Avec pédagogie, l'auteur brosse un panorama complet de l'école libérale — il faudrait dire des écoles libérales, proposant une anthologie de définitions.

Retenons celle de Walter Lippman : " Le libéralisme, qui de par sa nature morale, est un défi à tout arbitraire, n'a pas en lui le principe substantiel du bien [...]. Le libéralisme se manifeste comme le principe gardien du bien. Le libéralisme n'est ni du quiétisme, ni de la faiblesse gouvernementale. Dans ses périodes de vigueur le libéralisme a toujours signifié la rébellion contre l'oppresseur et la détermination à mettre à la raison les agresseurs et les convoitises " (La Cité libre, 1938).

 

Ce libéralisme affirme la primauté du droit sur les intérêts individuels : laissez-faire, " ce n'est pas le signal donné à un laxisme marchand ou à une permissivité morale débridés, mais l'appel au respect effectif de la liberté d'initiative et contractuelle de tous les acteurs de la vie économique et sociale considérée aussi dans ses aspects les plus courants (en termes actuels : préparer sa retraite ou choisir l'école de ses enfants). À une condition expresse qui en limite moralement le champ : agir dans un cadre réglé par le principe de responsabilité individuelle, respecter les droits et libertés des autres — donc se situer sous le couvert et le contrôle du Droit " (p. 87).

 

Certains libéraux, Tocqueville, Stuart Mill, Spencer, Lippman, Röpke, Popper, Berlin, Aron, etc. conçoivent l'État comme le gardien de l'intérêt général et lui confient la mission d'harmoniser les intérêts individuels.
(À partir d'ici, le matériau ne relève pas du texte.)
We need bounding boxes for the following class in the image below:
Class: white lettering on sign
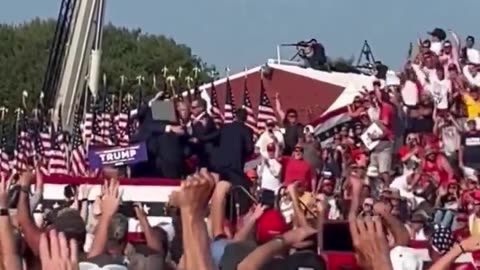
[97,148,137,163]
[466,137,480,146]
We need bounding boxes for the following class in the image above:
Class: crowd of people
[1,26,480,269]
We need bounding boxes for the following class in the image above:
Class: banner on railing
[88,142,148,169]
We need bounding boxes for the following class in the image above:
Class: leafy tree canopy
[0,18,214,111]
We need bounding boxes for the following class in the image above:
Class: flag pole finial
[161,66,169,78]
[120,75,126,87]
[177,67,184,79]
[103,73,107,88]
[185,76,194,89]
[166,75,176,88]
[208,70,217,80]
[136,75,145,86]
[225,66,231,77]
[0,107,7,121]
[192,66,201,79]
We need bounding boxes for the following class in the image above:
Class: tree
[0,19,214,111]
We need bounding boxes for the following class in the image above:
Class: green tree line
[0,18,214,111]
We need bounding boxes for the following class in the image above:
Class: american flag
[83,93,96,142]
[209,81,223,125]
[242,79,257,132]
[223,78,236,124]
[13,109,30,174]
[48,112,68,175]
[105,94,117,146]
[0,122,10,179]
[98,92,115,146]
[34,120,51,175]
[70,98,87,177]
[256,79,276,130]
[115,94,132,147]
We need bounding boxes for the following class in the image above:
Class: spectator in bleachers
[275,93,304,156]
[255,118,284,159]
[302,125,322,175]
[281,144,315,191]
[257,143,282,194]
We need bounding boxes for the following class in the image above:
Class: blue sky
[1,0,478,73]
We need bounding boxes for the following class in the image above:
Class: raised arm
[0,178,21,270]
[17,171,42,256]
[87,179,120,258]
[134,203,163,254]
[274,92,285,122]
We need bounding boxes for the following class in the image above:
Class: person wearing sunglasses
[274,93,304,156]
[282,144,315,192]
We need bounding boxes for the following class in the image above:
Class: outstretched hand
[282,226,317,249]
[101,180,121,218]
[39,230,79,270]
[349,217,392,270]
[168,169,215,214]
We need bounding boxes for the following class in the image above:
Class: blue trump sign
[88,142,148,169]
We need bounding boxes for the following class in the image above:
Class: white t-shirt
[463,65,480,87]
[401,80,419,106]
[258,159,282,193]
[430,41,443,56]
[467,48,480,64]
[390,172,425,208]
[441,125,460,156]
[411,64,436,87]
[367,106,380,122]
[425,78,451,109]
[255,130,284,159]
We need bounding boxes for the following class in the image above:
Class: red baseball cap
[255,209,289,244]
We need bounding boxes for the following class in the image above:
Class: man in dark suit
[214,108,255,218]
[215,108,254,176]
[189,98,219,170]
[130,102,186,179]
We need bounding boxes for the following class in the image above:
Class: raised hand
[101,180,121,218]
[39,230,79,270]
[251,204,267,220]
[282,226,317,249]
[19,170,34,187]
[168,171,215,214]
[133,202,146,220]
[349,217,392,270]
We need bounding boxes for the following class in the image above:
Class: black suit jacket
[190,114,219,165]
[215,121,254,173]
[130,105,185,162]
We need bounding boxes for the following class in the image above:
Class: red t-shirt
[281,157,313,189]
[379,102,394,140]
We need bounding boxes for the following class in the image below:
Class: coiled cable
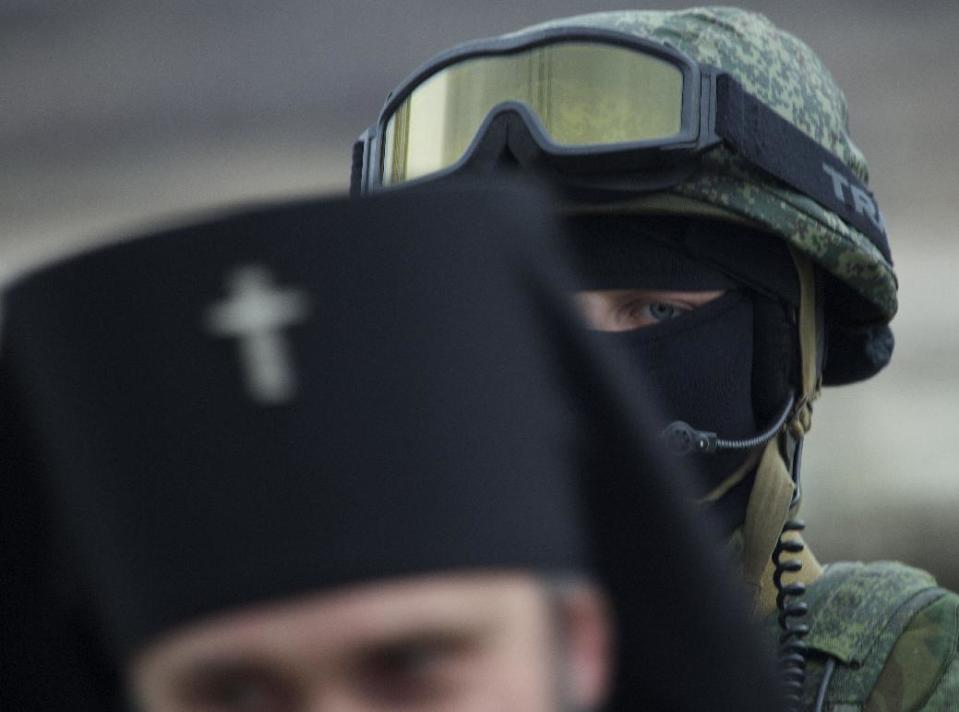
[773,519,810,712]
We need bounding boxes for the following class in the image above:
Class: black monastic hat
[1,183,784,711]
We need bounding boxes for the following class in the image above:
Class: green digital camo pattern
[865,594,959,711]
[514,7,898,324]
[916,658,959,711]
[761,562,959,711]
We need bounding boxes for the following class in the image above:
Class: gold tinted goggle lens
[382,41,684,186]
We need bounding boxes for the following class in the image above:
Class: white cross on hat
[205,265,311,405]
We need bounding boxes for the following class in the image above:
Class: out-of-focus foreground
[2,1,957,589]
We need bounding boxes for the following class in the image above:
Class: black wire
[716,393,795,450]
[773,519,809,712]
[661,392,796,455]
[814,658,836,712]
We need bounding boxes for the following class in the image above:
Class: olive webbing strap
[792,250,822,427]
[742,251,821,613]
[741,437,795,613]
[697,447,762,506]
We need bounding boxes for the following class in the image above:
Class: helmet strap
[697,447,762,505]
[741,437,795,612]
[740,249,822,614]
[792,248,823,416]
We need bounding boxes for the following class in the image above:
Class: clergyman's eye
[356,635,476,706]
[181,667,290,712]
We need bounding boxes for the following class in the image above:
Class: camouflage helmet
[512,7,897,384]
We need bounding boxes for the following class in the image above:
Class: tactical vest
[763,561,959,711]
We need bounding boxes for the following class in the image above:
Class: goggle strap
[715,75,891,263]
[351,131,370,198]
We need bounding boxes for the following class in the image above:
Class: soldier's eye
[647,302,685,322]
[617,300,690,329]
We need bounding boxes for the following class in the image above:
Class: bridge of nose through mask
[565,214,801,533]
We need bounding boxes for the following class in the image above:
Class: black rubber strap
[715,74,891,262]
[350,136,366,198]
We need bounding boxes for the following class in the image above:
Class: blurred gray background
[2,1,957,588]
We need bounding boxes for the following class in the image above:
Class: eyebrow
[169,621,495,683]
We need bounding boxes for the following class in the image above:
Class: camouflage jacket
[763,561,959,711]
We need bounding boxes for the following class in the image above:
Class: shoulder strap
[803,562,947,705]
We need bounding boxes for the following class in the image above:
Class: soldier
[351,8,959,711]
[1,186,784,711]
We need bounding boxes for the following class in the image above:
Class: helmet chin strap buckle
[785,429,804,509]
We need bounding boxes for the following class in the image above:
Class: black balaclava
[1,185,784,712]
[566,214,800,533]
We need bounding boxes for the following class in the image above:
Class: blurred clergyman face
[131,573,610,712]
[574,289,726,332]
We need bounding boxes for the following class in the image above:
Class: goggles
[352,28,890,261]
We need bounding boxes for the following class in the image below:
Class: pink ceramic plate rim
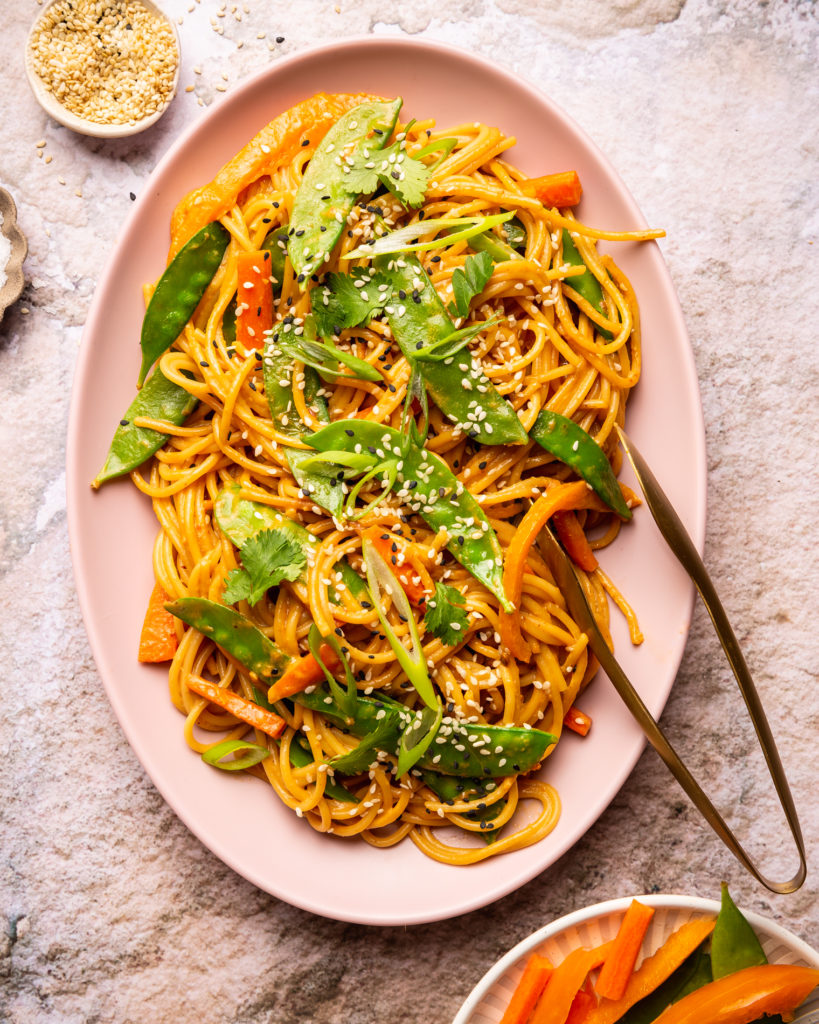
[453,895,819,1024]
[66,36,706,925]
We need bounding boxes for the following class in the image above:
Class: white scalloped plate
[454,895,819,1024]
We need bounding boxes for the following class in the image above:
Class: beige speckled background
[1,1,817,1021]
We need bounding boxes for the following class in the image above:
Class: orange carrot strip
[499,480,597,662]
[522,170,583,208]
[595,900,656,1002]
[186,676,286,738]
[235,249,274,350]
[566,979,597,1024]
[564,705,592,737]
[168,92,381,256]
[499,954,554,1024]
[267,646,339,703]
[362,526,431,607]
[552,509,598,572]
[585,918,716,1024]
[531,942,613,1024]
[138,582,178,663]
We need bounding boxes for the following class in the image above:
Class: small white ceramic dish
[453,894,819,1024]
[24,0,180,139]
[0,188,27,323]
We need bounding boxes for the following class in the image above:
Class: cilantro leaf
[448,251,494,318]
[311,269,393,338]
[423,582,470,646]
[223,528,307,606]
[344,139,432,209]
[330,718,398,775]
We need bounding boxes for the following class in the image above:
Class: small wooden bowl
[24,0,180,139]
[0,189,27,324]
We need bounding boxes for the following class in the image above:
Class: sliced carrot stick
[584,918,716,1024]
[186,676,286,738]
[235,249,274,350]
[138,582,178,663]
[499,954,554,1024]
[267,647,340,703]
[169,92,381,255]
[522,170,583,208]
[531,942,612,1024]
[564,705,592,737]
[552,509,598,572]
[595,900,656,1002]
[566,978,597,1024]
[499,480,596,662]
[362,526,431,607]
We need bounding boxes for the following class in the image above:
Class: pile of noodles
[130,98,650,864]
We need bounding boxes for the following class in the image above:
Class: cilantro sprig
[423,582,470,646]
[223,528,307,606]
[448,251,494,318]
[311,269,393,338]
[344,135,431,208]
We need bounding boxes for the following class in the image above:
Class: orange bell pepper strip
[499,954,554,1024]
[563,705,592,737]
[500,480,599,662]
[266,646,340,703]
[531,942,612,1024]
[235,249,274,350]
[595,900,656,1001]
[168,92,381,256]
[138,582,178,663]
[362,526,432,607]
[186,676,286,739]
[552,509,598,572]
[584,918,716,1024]
[651,964,819,1024]
[521,170,583,208]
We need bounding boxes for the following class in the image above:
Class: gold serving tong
[537,425,806,894]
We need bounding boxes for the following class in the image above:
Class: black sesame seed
[129,192,135,201]
[120,419,129,426]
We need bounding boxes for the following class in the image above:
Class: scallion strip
[201,738,270,771]
[344,212,513,260]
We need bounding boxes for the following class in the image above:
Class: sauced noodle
[130,99,657,864]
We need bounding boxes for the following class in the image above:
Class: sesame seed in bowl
[25,0,180,139]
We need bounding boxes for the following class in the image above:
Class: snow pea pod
[93,368,198,488]
[711,883,768,980]
[166,597,290,684]
[138,221,230,386]
[287,737,359,803]
[561,228,613,340]
[421,770,506,842]
[529,409,632,519]
[288,98,402,280]
[375,254,528,446]
[297,689,555,778]
[619,945,713,1024]
[306,419,513,610]
[468,217,527,263]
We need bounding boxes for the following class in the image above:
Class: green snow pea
[711,883,768,980]
[288,99,402,280]
[287,737,359,803]
[262,316,346,518]
[297,689,555,778]
[529,409,632,519]
[93,368,198,487]
[561,228,613,340]
[166,597,290,684]
[421,770,507,843]
[223,227,289,343]
[374,254,527,446]
[138,222,230,386]
[468,216,527,263]
[305,419,513,610]
[619,944,713,1024]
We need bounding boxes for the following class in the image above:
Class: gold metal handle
[536,426,806,894]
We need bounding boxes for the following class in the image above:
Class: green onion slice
[201,738,270,771]
[344,212,514,260]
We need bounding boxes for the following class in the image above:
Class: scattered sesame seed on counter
[27,0,179,126]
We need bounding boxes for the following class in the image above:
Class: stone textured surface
[2,0,817,1021]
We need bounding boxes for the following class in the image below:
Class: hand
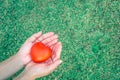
[25,42,62,79]
[17,31,58,65]
[14,37,62,80]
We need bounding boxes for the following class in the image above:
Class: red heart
[30,42,52,63]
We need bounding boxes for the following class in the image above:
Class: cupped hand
[23,42,62,79]
[17,31,58,65]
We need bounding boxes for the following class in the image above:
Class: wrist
[14,54,25,66]
[16,52,31,65]
[0,54,25,80]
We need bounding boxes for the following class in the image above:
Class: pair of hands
[17,31,62,79]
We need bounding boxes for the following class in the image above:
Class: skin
[0,31,62,80]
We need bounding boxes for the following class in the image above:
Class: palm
[25,42,62,78]
[18,31,58,65]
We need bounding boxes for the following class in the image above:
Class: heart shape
[30,42,52,63]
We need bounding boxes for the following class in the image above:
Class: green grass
[0,0,120,80]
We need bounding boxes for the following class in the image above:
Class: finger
[46,38,58,47]
[50,42,59,59]
[44,41,59,64]
[49,42,56,50]
[27,31,42,43]
[53,42,62,61]
[37,32,54,42]
[49,42,59,62]
[41,34,58,45]
[44,41,60,65]
[48,59,62,72]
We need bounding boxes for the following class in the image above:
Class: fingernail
[55,34,58,38]
[59,42,61,44]
[50,32,54,34]
[60,60,63,64]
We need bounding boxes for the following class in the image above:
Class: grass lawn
[0,0,120,80]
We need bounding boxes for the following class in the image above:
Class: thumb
[53,42,62,61]
[48,59,62,72]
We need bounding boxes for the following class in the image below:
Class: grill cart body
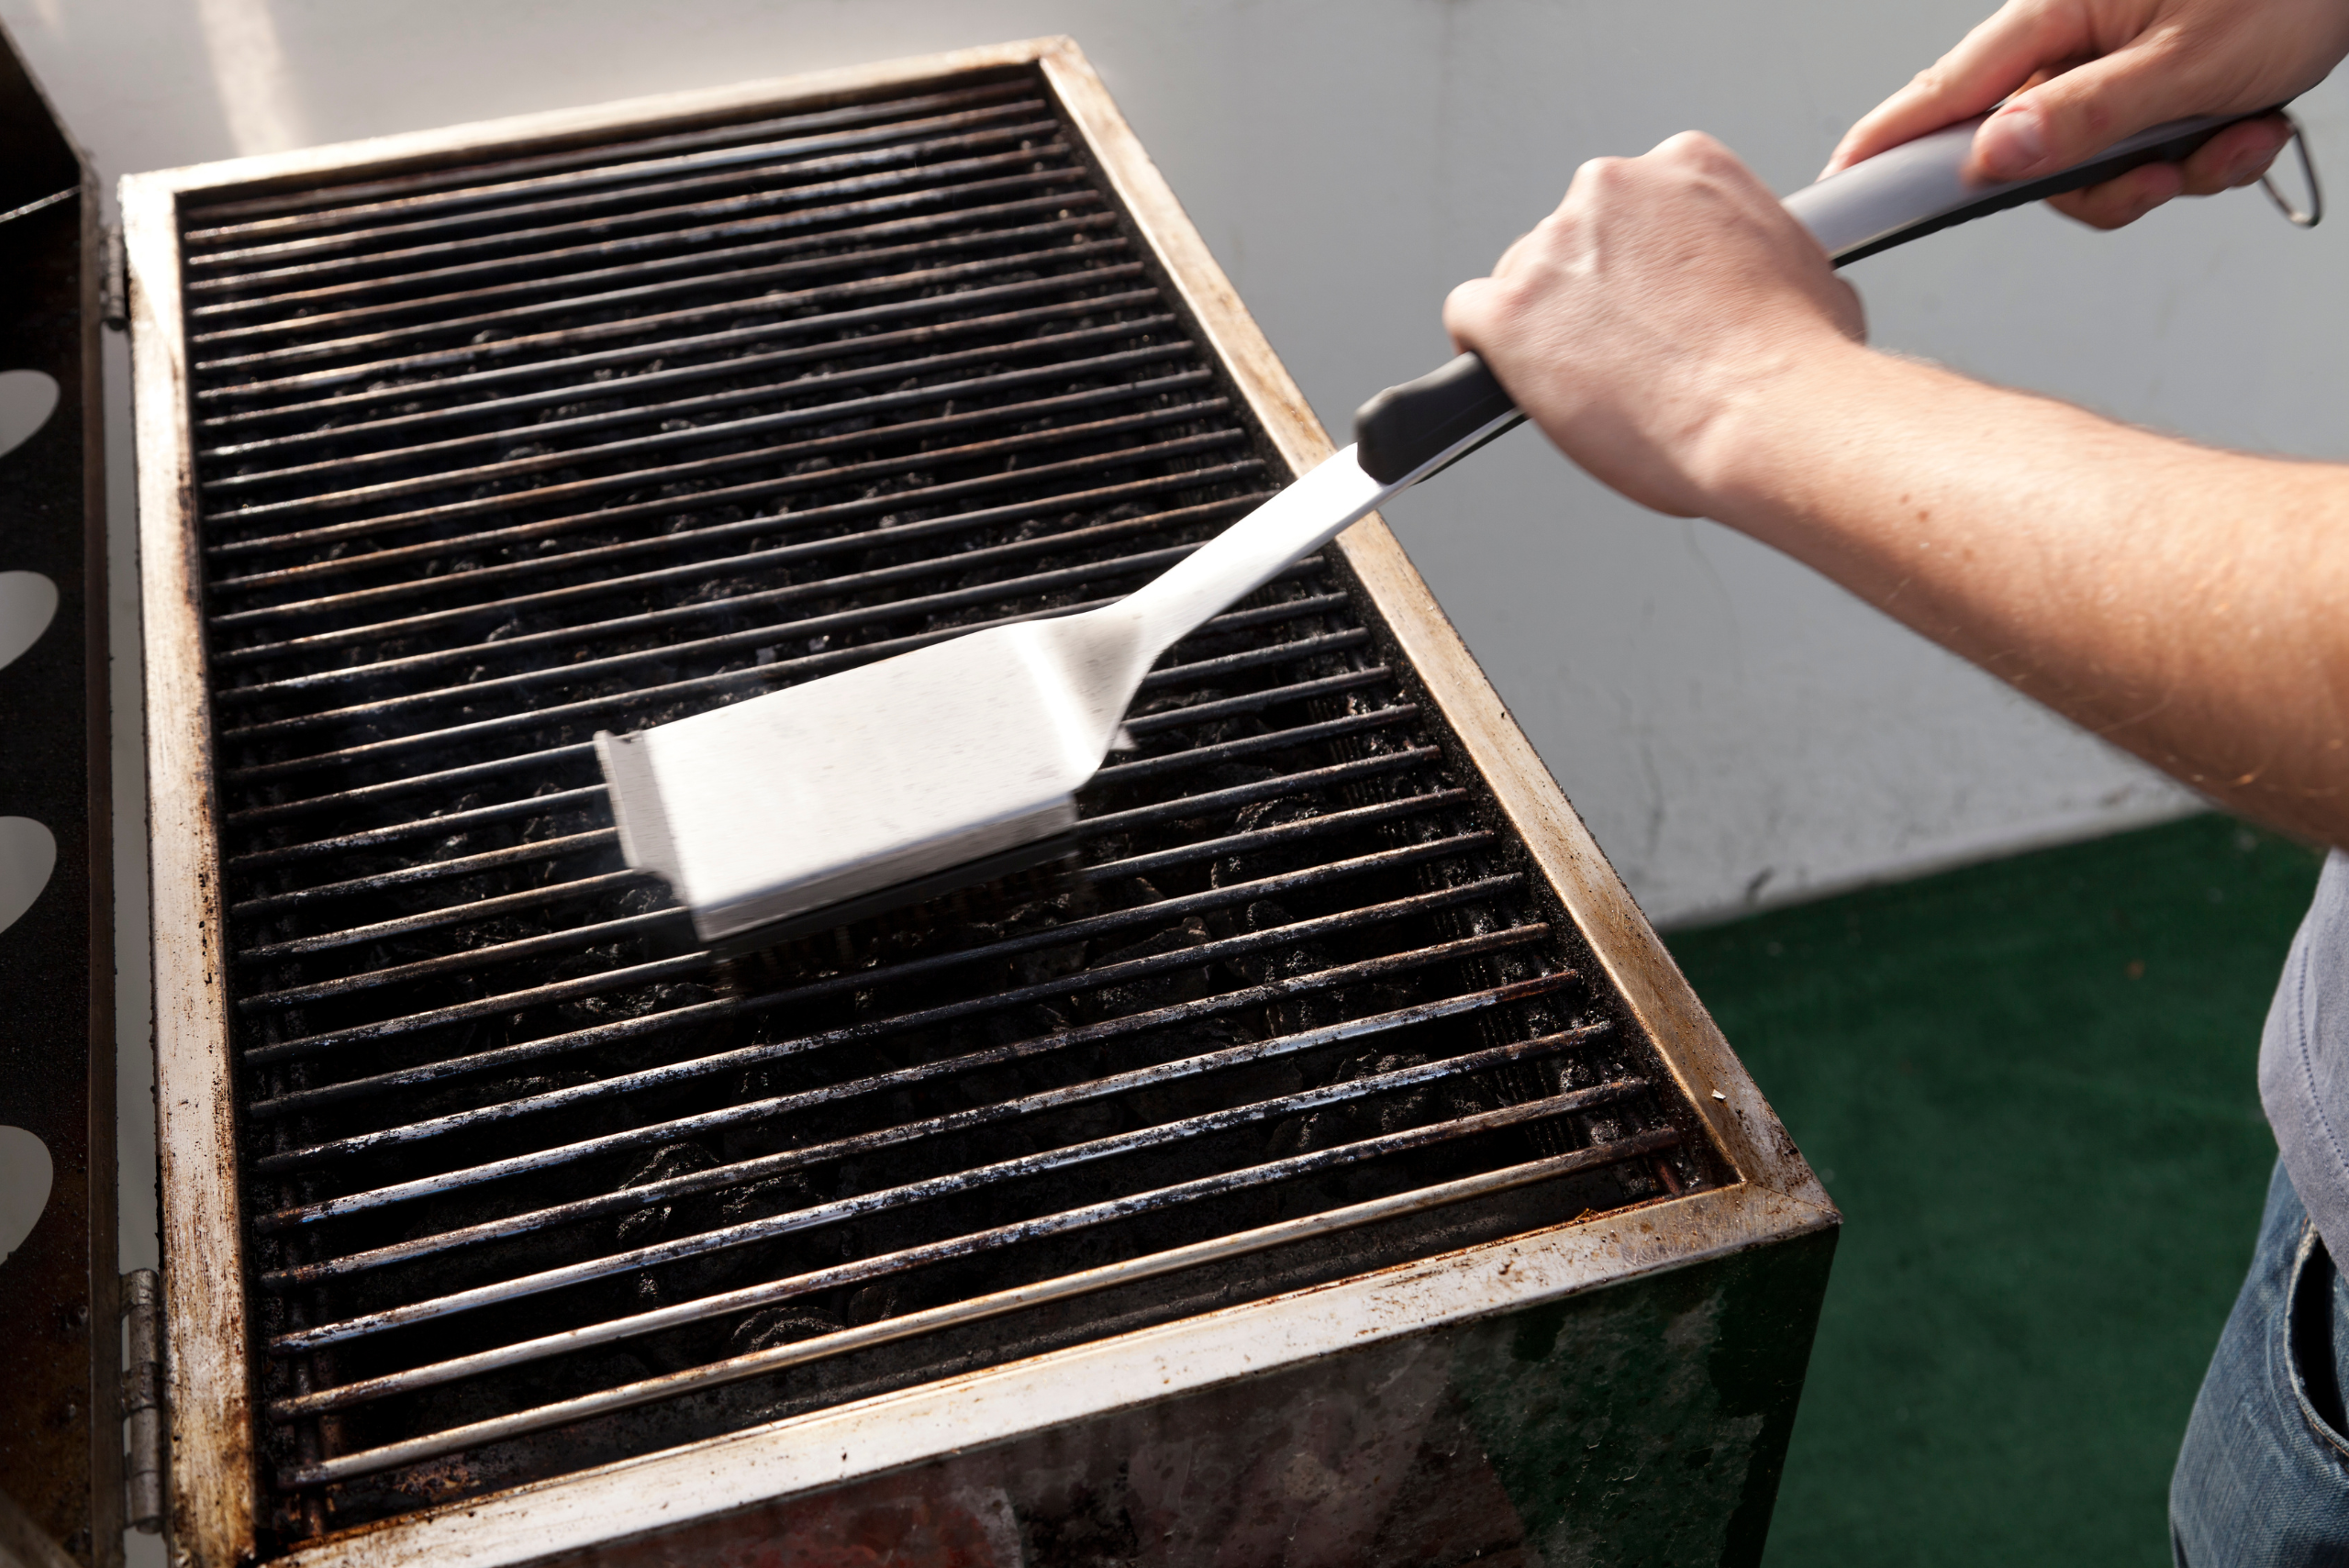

D'autres, Mandeville, Ferguson, Smith, Turgot, Say, Constant, Bastiat, Mises, Hayek, préfèrent s'en remettre à la main invisible, à la perfectibilité, à l'ordre spontané, avatars plus ou moins bien laïcisés de la Providence.

 

Dans son ardeur à illustrer le libéralisme dans toute sa pureté, l'auteur règle ses comptes aux religions qui prétendent avoir portée législative, à commencer par le catholicisme : " Les valeurs libérales sont enracinées dans un irréductible processus de sécularisation des sociétés : dans une société ouverte, la foi ne peut qu'être affaire privée reposant sur la seule adhésion personnelle (ce qui ne l'empêche évidemment pas de pouvoir s'exprimer et s'organiser en libre association ayant pignon sur rue) " (p. 175-176). Pour Laurent, " aucun libéral cohérent ne peut cautionner les condamnations catholiques de la liberté individuelle et moderne de choix concernant la sexualité, l'avortement, l'euthanasie, l'hédonisme ou les techniques biomédicales. [...] Au regard de l'éthique libérale, l'intolérable n'est pas une critique de ces pratiques qui est en adéquation avec son principe d'intégrale libre expression mais la prétention de les faire interdire à tous par l'État " (p. 176).

 

Primat du Droit, comme l'affirme l'auteur : mais de quel Droit s'agit-il ? " Principe gardien du Bien ", comme le définit Walter Lippman ? Mais de quel Bien s'agit-il ? Alain Laurent donne à croire que les droits qu'il proclame sont sans limite et qu'il se moque du sort de ceux qui convoitent leur propre déchéance. Une lecture hâtive conduit à penser qu'il n'a cure de ceux à qui le droit positif retire tout moyen de défendre leur dignité. Le Bien dont son libéralisme se veut le gardien ne serait pas un Bien objectif, inscrit dans la nature de l'homme, et propre à le perfectionner.

 

Mais Laurent n'ignore pas que l'homme tire les leçons des expériences qu'il vit lorsqu'il subit les conséquences de ses actes : la responsabilité est mère de sagesse. Ce faisant, il ne nie pas la loi naturelle. Il dénonce, à juste titre, la menace que le tout-État fait peser sur la liberté des hommes. Et, jetant le bébé avec l'eau du bain, il dénie à l'État le pouvoir de reconnaître le Bien qu'il lui demande pourtant défendre. Il prend ainsi le risque de laisser chaque homme à ses propres lumières et de priver l'humanité de ses propres progrès. Dommage pour un athée.